Ghana is ruling out plans to cut the pay of cocoa farmers despite suffering reduced earnings due to fall in global cocoa price.
Speaking in a broadcast on Citi FM on Tuesday, Agriculture Minister Owusu Afriyie explained that in making the decision, the government considered the financial standing of the farmers, who were also highly instrumental to President Kuffor garnering winning votes that brought him into power.
“We can’t go to the poor farmers to say we are cutting prices,” he said. However, the compensation will reflect a decline in global prices.

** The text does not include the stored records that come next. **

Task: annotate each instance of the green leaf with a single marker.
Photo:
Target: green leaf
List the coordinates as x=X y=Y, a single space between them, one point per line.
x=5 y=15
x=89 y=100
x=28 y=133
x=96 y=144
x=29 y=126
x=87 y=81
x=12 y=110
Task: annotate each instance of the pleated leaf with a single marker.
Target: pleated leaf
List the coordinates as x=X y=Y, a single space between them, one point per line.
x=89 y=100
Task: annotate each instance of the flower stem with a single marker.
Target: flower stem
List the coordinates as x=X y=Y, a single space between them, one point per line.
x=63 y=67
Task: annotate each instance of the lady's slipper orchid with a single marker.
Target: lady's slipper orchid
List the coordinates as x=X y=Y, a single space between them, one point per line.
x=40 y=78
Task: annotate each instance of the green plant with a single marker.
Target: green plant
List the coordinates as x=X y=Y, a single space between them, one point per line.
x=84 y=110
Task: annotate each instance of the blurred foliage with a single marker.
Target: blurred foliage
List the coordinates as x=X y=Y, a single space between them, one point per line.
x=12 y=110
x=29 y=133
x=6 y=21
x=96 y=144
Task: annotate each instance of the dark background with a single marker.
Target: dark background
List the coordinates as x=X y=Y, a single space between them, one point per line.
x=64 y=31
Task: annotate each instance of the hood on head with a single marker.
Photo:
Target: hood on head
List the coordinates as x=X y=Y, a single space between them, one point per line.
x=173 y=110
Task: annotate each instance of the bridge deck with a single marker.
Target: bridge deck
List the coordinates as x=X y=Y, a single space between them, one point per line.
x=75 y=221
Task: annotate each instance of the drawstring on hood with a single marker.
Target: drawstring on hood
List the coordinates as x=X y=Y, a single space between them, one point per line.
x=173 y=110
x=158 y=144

The change in plan comes after the agriculture ministry previously announced in January that Ghana cannot continue to subsidize cocoa farmers’ pay to maintain the level they were before prices slumped more than 25 percent.
The Ghanaian government had been faced with little choice but to end subsidizing the prices it pays to 800,000 cocoa farmers; a support that will likely cost almost $450 million this season as the Western nation currently pays equivalent of 7,600 cedis ($1,720) per metric ton. Farmers were disappointed with the prospect of the government going back on its promises, despite the slump in international prices since the middle of 2016.
Pulling the plug on the decision to keep paying farmers, however, will delay the world’s second-biggest producer in closing pricing gap with neighboring Ivory Coast (the biggest producer), leading to cross-border smuggling of cocoa beans.
Ghana Cocoa Board in February noted that it has been losing an estimate of $600 for every purchased metric ton of the 850,000 tons this season until September.